Fuck nostalgia. Fuck the good ol’ days. Today is the best time to be alive in history. Why? Because shit like this comes across your desk:
“Lexus has worked with experts in super-conductive technology to create one of the most advanced Hoverboards the world has seen.”
That’s the second sentence of an oddly amateur-looking press release I received today. Lexus, purveyor of slightly-better-than-Toyota cars and SUVs, has tried their hand at The Most Advanced Hoverboard the World Has Seen.
Is it coincidence that the hoverboard heavy world depicted in Back to the Future 2 was a fictional 2015?
Anyhow, Lexus worked with superconductivity vets, hoping to use magnetic levitation with conductors cooled by liquid nitrogen and permanent magnets.

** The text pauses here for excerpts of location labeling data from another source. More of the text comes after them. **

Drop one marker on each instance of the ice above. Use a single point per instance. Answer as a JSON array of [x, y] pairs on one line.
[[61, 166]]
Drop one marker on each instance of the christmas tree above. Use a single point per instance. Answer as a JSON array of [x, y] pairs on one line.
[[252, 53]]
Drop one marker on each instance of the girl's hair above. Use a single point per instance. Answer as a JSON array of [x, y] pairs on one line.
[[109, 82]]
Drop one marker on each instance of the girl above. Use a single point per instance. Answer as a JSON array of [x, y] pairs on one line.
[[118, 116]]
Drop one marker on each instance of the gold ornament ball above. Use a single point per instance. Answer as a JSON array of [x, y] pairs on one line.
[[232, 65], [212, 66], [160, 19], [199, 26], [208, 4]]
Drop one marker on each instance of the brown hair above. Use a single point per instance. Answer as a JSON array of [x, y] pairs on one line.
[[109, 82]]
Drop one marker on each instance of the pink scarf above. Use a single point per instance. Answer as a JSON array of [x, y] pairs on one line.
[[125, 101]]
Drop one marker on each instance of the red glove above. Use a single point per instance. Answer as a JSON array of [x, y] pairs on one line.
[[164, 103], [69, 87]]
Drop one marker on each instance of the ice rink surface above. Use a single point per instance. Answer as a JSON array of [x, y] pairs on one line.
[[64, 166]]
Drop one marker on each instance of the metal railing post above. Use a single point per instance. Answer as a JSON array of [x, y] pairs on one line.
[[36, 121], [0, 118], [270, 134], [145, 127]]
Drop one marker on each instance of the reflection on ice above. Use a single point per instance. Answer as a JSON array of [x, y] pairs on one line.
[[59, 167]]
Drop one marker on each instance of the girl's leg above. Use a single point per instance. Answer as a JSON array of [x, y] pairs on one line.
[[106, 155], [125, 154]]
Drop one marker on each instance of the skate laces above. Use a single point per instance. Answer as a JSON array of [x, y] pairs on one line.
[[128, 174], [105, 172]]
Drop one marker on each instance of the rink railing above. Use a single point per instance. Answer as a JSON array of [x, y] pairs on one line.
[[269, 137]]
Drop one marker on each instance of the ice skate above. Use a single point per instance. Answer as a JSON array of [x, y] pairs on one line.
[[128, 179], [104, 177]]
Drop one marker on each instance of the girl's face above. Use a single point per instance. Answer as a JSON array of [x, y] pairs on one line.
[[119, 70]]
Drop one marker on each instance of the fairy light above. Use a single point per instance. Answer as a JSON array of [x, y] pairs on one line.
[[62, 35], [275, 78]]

The result?
“Frictionless movement.”
Imagine, literally floating in air, frictionless.
Alas, there’s a catch.
Two catches, actually: One, it only hovers in a controlled environment. I imagine one with a magnetic surface? And two, like cruel fucking assholes, Lexus and co. won’t be selling these slick sleds.

The Hoverboard was developed as part of Lexus’ new Amazing in Motion campaign, which is one big PR wet dream—Lexus’s engineers get to live out some childhood fantasies, everyone guffaws at their bold, brash ingenuity, and in the end they don’t have to actually make anything that is actually production-ready.
Here’s how EVP Mark Templin laid it all out: “At Lexus we constantly challenge ourselves and our partners to push the boundaries of what is possible. That determination, combined with our passion and expertise…” and it sort of goes on like that for a while. Whatever.
For all the self-congratulatory edicts, there’s not actually any footage of anyone riding one of the things. The promotional video shows a skateboarder rolling up on a trusty four-wheeled steed, then dismounting for the Hoverboard. His black, crepe-soled shoes threaten to light upon the Hoverboard’s deck, a plume of dry ice smoke rising from its seams.
And then, like so many dreams, it cuts to black.